Change is hard, however, even painful. It’s full of unknowns, full of challenges, some we can see and will handle well, but others we will only be able to work through as they happen. But the pain of a life in transition often leads to joys that we can’t see while we’re in the midst of the change. Change can lead to growth in our talents and in our perspective if we allow it. If we follow our passions and our interests, perhaps the change will be something we never expected, but which will change us and those around us for the better. That is what I hope for at this stage of my life.  I plan to focus on the positives wherever I find them, what I have rather than what I don’t have.

Back in April I went to a conference in Madison, Wisconsin, called the Writers Institute. I met a number of talented writers, both published and unpublished like me.
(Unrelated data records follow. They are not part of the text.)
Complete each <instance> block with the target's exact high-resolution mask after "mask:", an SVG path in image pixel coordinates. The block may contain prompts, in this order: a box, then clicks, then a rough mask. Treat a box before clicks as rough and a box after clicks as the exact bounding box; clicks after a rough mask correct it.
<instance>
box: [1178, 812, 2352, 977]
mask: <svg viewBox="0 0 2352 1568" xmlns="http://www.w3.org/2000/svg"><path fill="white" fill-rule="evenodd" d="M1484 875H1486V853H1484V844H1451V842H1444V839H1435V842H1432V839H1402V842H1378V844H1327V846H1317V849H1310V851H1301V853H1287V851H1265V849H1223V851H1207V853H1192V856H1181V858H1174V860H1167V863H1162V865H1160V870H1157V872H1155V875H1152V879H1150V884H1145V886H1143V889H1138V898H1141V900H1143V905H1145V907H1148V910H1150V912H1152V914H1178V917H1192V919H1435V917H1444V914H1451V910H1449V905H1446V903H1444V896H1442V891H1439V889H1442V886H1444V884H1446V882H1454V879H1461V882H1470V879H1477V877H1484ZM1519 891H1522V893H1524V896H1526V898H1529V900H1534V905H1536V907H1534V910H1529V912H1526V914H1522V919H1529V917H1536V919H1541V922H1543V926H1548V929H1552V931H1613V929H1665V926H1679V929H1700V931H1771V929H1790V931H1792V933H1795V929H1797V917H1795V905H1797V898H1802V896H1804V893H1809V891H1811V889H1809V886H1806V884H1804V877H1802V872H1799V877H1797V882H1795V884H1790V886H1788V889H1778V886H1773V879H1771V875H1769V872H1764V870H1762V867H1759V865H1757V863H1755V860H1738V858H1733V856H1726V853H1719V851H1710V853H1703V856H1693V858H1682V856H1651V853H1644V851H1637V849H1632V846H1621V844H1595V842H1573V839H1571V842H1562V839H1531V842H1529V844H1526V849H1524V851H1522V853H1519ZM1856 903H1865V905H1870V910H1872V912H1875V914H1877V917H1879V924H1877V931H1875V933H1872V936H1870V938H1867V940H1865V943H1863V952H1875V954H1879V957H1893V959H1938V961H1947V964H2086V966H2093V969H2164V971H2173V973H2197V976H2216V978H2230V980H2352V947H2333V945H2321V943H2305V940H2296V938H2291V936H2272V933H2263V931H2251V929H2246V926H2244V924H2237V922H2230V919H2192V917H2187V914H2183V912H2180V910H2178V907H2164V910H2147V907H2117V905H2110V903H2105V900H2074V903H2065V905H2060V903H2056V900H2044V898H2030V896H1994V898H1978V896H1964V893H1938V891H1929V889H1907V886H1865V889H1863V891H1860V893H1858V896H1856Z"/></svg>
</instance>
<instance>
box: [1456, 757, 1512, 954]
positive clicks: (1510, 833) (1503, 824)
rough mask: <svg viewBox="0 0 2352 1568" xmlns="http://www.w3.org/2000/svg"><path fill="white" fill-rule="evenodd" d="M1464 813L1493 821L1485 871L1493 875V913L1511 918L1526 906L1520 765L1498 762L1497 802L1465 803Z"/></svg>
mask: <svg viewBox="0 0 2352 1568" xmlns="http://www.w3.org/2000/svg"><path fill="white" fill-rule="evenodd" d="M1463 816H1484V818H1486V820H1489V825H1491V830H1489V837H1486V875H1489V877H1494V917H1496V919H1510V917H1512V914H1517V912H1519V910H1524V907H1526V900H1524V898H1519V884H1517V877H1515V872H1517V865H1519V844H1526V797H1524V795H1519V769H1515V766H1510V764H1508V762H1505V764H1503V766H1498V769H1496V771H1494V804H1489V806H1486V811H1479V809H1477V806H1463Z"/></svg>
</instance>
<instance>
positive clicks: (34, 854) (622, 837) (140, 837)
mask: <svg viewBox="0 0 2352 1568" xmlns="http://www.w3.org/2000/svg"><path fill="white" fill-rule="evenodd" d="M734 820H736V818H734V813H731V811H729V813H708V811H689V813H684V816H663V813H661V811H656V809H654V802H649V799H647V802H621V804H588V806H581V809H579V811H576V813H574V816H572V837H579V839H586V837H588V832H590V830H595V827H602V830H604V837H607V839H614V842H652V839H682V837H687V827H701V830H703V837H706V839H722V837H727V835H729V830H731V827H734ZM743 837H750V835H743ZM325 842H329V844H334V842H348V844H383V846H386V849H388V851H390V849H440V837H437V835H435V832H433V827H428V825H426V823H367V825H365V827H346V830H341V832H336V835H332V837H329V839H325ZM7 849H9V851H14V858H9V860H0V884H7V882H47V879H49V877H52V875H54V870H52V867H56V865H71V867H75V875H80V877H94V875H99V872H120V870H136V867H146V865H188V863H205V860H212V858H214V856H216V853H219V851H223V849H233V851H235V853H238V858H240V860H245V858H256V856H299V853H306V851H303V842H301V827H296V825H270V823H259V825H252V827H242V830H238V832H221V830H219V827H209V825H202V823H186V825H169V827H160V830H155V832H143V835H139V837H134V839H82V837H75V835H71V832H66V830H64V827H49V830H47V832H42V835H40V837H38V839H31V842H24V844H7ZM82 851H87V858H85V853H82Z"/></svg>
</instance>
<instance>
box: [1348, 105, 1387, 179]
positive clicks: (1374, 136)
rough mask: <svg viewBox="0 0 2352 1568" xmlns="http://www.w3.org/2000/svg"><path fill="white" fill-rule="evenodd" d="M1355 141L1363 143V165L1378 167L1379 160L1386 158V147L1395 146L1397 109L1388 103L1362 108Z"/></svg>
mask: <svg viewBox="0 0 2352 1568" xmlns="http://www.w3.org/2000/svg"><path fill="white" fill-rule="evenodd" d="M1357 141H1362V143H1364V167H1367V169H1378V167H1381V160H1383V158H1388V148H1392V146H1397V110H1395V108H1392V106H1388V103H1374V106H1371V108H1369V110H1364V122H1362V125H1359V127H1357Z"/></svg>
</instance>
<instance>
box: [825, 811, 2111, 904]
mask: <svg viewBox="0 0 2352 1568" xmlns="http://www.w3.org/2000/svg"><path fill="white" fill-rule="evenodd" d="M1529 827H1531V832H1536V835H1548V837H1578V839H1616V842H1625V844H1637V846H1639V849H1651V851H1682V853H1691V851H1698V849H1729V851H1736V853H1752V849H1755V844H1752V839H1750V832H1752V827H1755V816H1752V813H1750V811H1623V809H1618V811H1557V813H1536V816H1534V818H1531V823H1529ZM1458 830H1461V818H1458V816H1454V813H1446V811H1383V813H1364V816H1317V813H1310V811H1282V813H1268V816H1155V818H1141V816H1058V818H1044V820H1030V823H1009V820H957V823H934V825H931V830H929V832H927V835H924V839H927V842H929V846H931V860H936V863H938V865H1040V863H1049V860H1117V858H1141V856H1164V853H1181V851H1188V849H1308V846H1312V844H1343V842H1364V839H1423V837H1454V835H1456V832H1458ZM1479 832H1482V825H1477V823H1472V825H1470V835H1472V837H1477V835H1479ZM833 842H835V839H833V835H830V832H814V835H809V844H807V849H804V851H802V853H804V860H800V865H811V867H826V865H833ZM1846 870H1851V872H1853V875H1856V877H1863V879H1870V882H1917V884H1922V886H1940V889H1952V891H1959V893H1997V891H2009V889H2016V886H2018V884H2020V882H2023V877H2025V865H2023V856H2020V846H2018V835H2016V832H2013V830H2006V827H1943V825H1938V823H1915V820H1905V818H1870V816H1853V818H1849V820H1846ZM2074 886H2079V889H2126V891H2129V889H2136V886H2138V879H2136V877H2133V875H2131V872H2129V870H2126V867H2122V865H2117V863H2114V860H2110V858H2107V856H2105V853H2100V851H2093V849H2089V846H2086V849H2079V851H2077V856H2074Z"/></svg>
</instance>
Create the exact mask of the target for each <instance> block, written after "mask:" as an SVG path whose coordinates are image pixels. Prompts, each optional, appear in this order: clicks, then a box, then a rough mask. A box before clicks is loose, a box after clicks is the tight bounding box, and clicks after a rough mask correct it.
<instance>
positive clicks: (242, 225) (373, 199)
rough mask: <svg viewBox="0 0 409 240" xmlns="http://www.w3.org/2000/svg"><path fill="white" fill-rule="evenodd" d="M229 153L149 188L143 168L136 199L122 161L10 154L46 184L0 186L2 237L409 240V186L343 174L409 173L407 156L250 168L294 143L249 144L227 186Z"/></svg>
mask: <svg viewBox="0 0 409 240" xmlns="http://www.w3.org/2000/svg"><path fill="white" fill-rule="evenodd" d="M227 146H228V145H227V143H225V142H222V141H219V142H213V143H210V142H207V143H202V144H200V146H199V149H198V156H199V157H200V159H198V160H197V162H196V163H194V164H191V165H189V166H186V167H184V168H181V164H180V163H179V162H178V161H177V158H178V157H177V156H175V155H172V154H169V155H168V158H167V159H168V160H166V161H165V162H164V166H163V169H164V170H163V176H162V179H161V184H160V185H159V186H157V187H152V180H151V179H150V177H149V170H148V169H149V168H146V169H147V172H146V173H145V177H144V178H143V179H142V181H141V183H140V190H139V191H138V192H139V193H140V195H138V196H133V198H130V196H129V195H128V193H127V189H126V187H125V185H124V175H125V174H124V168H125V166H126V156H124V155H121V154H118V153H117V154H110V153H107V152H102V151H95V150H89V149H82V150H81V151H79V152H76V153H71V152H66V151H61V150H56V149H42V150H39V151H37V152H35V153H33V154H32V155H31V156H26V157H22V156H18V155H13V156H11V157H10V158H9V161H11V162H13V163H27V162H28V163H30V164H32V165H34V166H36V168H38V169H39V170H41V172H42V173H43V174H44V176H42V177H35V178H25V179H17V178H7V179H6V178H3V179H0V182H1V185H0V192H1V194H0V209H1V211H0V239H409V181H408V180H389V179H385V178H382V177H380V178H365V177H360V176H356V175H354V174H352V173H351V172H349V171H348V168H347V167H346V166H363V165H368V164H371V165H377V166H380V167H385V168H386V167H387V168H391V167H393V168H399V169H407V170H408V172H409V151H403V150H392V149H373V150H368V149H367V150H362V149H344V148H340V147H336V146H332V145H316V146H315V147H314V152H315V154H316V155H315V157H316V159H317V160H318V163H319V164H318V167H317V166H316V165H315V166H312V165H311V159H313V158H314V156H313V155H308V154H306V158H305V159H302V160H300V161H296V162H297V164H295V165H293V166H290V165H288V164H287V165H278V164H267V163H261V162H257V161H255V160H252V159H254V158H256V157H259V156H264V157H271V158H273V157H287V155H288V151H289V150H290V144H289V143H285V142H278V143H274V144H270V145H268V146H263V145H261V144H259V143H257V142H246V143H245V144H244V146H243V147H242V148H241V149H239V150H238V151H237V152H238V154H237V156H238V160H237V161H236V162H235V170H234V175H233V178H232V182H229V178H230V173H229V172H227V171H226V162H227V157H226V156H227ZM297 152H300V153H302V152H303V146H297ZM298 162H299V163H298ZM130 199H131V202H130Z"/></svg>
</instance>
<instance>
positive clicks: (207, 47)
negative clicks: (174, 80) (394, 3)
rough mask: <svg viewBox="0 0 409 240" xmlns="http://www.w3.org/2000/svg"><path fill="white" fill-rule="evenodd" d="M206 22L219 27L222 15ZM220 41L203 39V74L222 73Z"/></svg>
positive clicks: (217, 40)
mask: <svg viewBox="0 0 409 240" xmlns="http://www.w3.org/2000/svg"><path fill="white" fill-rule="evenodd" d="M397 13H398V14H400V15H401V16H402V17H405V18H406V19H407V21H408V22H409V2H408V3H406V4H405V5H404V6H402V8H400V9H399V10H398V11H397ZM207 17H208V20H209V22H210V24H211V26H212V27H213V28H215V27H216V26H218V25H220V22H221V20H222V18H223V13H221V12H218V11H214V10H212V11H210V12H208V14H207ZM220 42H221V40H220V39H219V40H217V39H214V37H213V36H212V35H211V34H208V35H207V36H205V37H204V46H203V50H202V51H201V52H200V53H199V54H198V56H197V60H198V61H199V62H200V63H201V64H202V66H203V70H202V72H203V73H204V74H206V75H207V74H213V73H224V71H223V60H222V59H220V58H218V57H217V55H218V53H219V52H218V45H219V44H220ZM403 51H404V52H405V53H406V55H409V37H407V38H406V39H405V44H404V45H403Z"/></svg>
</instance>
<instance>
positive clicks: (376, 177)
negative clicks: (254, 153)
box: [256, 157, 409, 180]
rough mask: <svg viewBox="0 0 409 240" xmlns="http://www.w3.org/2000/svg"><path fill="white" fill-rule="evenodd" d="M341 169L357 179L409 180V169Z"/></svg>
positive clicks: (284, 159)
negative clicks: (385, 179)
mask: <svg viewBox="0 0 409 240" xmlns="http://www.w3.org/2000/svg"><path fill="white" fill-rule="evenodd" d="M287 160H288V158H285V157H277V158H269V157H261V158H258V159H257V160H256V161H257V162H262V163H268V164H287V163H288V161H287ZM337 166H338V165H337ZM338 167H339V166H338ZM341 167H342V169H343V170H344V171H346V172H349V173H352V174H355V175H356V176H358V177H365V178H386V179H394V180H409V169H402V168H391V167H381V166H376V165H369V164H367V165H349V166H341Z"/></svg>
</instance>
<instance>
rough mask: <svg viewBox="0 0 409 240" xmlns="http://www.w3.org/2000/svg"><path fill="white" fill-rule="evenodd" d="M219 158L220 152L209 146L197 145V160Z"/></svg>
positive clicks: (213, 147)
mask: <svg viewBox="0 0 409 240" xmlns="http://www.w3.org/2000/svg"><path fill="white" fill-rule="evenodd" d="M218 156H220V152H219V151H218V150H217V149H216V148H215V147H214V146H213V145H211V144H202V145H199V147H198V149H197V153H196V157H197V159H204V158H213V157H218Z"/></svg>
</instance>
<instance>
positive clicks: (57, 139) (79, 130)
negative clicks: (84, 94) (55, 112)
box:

At one of the sessions one writer, Laurie Buchanan, who is also a Ph.D., a motivational speaker, and a Life Coach, said something that resonated with me. It must resonate for a lot of people. She said, “What you are not changing, you are choosing.” That was, as Oprah puts it, an “ah hah” moment for me.

So here is my change. I am going to be a writer, a goal I’ve had for years. From now on when people ask me what I do for a living, I will answer, “I’m a writer.” I may be unpublished as yet, but I am a writer.  I believe we are what we do every day. I write every day, so I’m a writer. Aristotle said, “We are what we repeatedly do. Excellence, then, is not an act, but a habit.” I am establishing the habit of writing. One day I will be excellent at it, but in the meantime, I am going to work my butt off to make my dreams a reality. My students have known my secret dream, and so have a few of my friends, but for a long time I haven’t believed I could be a writer despite what I have said. I believe it now because I am choosing it. I am a writer. What change will you choose? Do you have the courage to live your dream?